Par ailleurs, les capacités de rétorsion de Téhéran contre Tel-Aviv et plus encore contre Washington à l’échelle de la région sont loin d’être négligeables. Les Iraniens peuvent par exemple mettre en danger la présence des troupes américaines en Irak et ailleurs dans la région. Malgré le fiasco américaine en Irak, Nétanyahou reste un partisan convaincu du regime change. Et désormais, avec son ami John Bolton devenu conseiller à la sécurité nationale de la Maison Blanche et lui aussi grand propagandiste de cette vision, il détient un allié persuadé de la nécessité de mener la bataille pour se débarrasser du régime iranien par la force.
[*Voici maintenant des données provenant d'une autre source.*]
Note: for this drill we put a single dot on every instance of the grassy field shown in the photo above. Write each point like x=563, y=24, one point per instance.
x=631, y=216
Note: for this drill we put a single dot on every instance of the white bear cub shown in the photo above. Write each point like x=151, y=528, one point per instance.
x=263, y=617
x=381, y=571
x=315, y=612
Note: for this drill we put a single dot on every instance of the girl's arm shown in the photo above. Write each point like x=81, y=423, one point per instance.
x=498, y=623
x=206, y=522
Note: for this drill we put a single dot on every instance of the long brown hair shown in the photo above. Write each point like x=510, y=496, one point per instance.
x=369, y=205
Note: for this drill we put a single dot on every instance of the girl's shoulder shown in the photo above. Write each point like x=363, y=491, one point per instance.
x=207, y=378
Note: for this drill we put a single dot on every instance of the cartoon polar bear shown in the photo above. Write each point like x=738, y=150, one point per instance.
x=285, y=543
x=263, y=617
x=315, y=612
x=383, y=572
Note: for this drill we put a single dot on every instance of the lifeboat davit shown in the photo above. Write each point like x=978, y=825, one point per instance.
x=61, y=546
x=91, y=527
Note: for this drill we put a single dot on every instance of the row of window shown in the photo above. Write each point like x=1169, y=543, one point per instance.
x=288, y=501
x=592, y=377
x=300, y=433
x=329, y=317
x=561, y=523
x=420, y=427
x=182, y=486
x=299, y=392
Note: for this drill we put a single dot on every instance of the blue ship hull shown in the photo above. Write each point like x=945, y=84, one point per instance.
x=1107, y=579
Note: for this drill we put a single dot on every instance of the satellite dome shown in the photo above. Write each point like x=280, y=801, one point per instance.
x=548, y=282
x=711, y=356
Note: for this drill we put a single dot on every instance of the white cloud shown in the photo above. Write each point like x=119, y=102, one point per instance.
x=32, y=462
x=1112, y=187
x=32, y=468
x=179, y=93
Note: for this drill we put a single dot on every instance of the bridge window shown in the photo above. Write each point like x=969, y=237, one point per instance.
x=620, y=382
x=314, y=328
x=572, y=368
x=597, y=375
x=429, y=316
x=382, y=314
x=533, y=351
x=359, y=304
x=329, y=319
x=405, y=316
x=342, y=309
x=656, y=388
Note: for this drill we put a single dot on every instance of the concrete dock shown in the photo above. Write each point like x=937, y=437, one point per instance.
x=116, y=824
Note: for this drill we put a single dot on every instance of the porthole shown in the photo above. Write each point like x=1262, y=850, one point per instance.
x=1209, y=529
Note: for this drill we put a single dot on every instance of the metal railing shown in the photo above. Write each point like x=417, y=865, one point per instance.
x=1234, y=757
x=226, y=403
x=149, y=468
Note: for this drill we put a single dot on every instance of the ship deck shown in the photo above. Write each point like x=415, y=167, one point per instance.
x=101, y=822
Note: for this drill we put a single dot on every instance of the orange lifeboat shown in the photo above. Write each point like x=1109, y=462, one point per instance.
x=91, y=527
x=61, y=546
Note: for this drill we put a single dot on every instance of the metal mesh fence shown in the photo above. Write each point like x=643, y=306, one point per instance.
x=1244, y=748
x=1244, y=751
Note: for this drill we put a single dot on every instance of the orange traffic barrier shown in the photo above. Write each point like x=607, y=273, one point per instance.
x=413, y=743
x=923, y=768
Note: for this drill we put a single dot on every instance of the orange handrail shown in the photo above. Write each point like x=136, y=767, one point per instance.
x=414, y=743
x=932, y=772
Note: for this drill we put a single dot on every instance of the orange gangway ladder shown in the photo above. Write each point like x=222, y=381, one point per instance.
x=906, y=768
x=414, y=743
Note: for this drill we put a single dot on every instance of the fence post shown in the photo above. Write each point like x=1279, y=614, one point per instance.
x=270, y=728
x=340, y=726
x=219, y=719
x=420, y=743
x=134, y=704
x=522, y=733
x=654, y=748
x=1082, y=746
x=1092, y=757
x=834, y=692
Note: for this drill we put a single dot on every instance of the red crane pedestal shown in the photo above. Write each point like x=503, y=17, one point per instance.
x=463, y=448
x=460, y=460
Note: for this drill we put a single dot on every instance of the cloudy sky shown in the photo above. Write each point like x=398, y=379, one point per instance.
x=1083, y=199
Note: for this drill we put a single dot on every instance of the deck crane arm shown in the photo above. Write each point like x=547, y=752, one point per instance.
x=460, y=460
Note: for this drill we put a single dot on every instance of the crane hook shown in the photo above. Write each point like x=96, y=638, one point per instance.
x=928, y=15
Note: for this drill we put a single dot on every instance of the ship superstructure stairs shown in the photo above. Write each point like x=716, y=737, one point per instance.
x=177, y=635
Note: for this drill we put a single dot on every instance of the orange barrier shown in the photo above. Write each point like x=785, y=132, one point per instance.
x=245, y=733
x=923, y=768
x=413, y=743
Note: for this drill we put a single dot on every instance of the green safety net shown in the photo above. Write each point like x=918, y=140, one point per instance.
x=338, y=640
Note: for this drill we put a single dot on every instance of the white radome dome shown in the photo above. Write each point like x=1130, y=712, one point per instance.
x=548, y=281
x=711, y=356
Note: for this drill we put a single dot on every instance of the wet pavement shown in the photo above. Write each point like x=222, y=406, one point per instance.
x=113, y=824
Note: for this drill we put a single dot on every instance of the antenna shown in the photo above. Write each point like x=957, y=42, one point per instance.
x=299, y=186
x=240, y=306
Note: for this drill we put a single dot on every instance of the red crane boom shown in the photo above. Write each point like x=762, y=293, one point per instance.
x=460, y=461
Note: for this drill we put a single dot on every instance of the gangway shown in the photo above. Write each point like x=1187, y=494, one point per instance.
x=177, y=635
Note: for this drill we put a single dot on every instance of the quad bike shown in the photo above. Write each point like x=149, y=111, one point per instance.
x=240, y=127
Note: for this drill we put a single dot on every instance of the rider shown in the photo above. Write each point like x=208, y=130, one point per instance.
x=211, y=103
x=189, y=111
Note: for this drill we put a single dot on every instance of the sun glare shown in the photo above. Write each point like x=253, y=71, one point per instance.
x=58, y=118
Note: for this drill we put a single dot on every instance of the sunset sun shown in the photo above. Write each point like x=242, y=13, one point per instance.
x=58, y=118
La stratégie pour y parvenir allierait pressions économiques et militaires croissantes, dans l’espoir que le peuple iranien, fatigué du coût en vies humaines des guerres dans lesquelles l’Iran est engagé et de la dégradation de son niveau de vie que les nouvelles sanctions économiques américaines imposeront, se soulève pour mettre à bas un régime honni et illégitime.

En réalité, les premiers bénéficiaires en seront ceux que l’on appelle en Iran les « conservateurs », qui ne sont pas non plus les plus disposés au compromis.

QUE FERA MOSCOU ?

Combien de temps la Russie, premier protecteur de Bachar Al-Assad au plan international, acceptera-t-elle qu’Israël se comporte en Syrie comme en territoire conquis ? La veille de l’attaque israélienne, Nétanyahou était l’invité d’honneur de Vladimir Poutine pour le grand défilé militaire annuel du 9 mai sur la place Rouge. On peut imaginer que son interlocuteur l’a tenu informé de ce qu’il préparait. À l’évidence, Poutine n’est pas dérangé par le fait qu’Israël tente de limiter les capacités d’action iraniennes en Syrie. De là à lâcher complètement son alliance avec Téhéran ? Cela paraît peu plausible. Reste que la décision calamiteuse de Trump de mettre à bas le JCPOA a ouvert au Proche-Orient un nouveau « Grand Jeu » dont de multiples éléments ne sont pas encore en place.